Après les déconvenues public et critique de 2046 et My blueberry Nights, la gestation de The Grandmaster a pris 10 ans. Dix années où le film a pris forme mais a aussi été fait et défait. Si Wong Kar Wai semble renouer avec le cinéma qui l’a consacré, nous sommes loin du chef d’œuvre espéré (jamais annoncé cependant).
On salivait à l’avance qu’un réalisateur à la mise en scène si précise prenne en main cette histoire (biopic revisité !?) de Ip Man, maître chinois de l’art martial, Wing Chun.

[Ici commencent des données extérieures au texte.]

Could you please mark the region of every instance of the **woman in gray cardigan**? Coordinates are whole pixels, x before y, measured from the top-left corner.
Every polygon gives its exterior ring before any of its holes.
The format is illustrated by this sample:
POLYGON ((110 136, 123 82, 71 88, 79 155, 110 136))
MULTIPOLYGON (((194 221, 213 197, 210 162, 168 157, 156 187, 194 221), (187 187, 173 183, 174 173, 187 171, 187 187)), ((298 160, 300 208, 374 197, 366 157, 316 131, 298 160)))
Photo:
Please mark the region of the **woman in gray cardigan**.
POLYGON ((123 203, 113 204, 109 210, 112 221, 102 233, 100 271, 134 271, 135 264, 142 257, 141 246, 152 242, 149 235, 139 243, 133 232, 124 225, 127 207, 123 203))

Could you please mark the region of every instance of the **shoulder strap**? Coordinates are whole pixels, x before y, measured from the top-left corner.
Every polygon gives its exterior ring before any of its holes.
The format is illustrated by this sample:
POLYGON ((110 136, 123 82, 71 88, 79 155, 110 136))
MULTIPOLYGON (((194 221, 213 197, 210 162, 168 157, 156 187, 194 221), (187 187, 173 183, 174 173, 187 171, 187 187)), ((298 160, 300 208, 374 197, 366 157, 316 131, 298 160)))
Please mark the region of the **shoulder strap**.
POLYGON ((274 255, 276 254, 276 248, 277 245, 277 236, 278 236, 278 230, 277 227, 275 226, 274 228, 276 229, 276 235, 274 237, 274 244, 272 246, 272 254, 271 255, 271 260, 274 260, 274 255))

Tableau d’une époque où les valeurs et la transmission du savoir avaient plus de sens que les actes. On s’attendait à un film dantesque. Hélas, dans un léger déséquilibre, The Grandmaster souffre d’une esthétique trop poussée, d’un maniérisme extrême, léché, où rien n’est laissé au hasard. Ce surplus de propreté, s’il sert plus souvent le film qu’il ne lui nuit cependant, rend une copie presque trop propre pour en savourer l’aspect général.
Tout se reporte ainsi à la dramaturgie pure du film en laissant les scènes d’actions de côté. Non pas que l’effet soit déconvenue, mais à quoi bon filmer de manière si élégante des combats si ce n’est pour les inscrire uniquement de façon métronomique dans son film. C’est d’une virtuosité majestueuse et on a rarement vu des combats filmés de la sorte mais chaque nouvelle joute vient se poser entre deux séquences à l’intimité qui demandait presque à ne pas être brusquée.
C’est cette forme qui peut perturber le récit. Comme à son habitude, Wong Kar Wai laisse une place importante aux dialogues, fins et subtils dans l’ensemble, mais ne peut s’empêcher de filmer constamment chacun des comédiens en plans serrés. Jamais vraiment inscrits dans un espace définit, ils semblent ne jamais profiter des sublimes décors qu’on découvre lors des combats par exemple.
À trop vouloir être proche, Wong Kar Wai réussit à mettre en avant uniquement la mélancolie qu’il affecte tant mais créer également un sentiment étouffant. Totalement en opposition avec les scènes de combat, elles majestueuses donc, et filmées avec le respect que cet art demande. Graphique par sa photo sublime, élégant dans ses mouvements et ses cadres, on effleure le sublime dans ses instants d’opposition physique.
The Grandmaster est une œuvre peut-être trop composite et condensée (on se pose vraiment la question d’un director’s cut) pour séduire pleinement et mettre le film au plus haut des succès de 2013. Si l’aspect biographique et le discours sur la transmission de son art sont parfaitement réussis, les quelques écarts de mise en scène et une certaine confusion, dans ses raccourcis historiques notamment, ne font pas de The Grandmaster le chef d’œuvre escompté. Dommage, puisqu’il s’en approche dans une plastique irréprochable et par son lyrisme.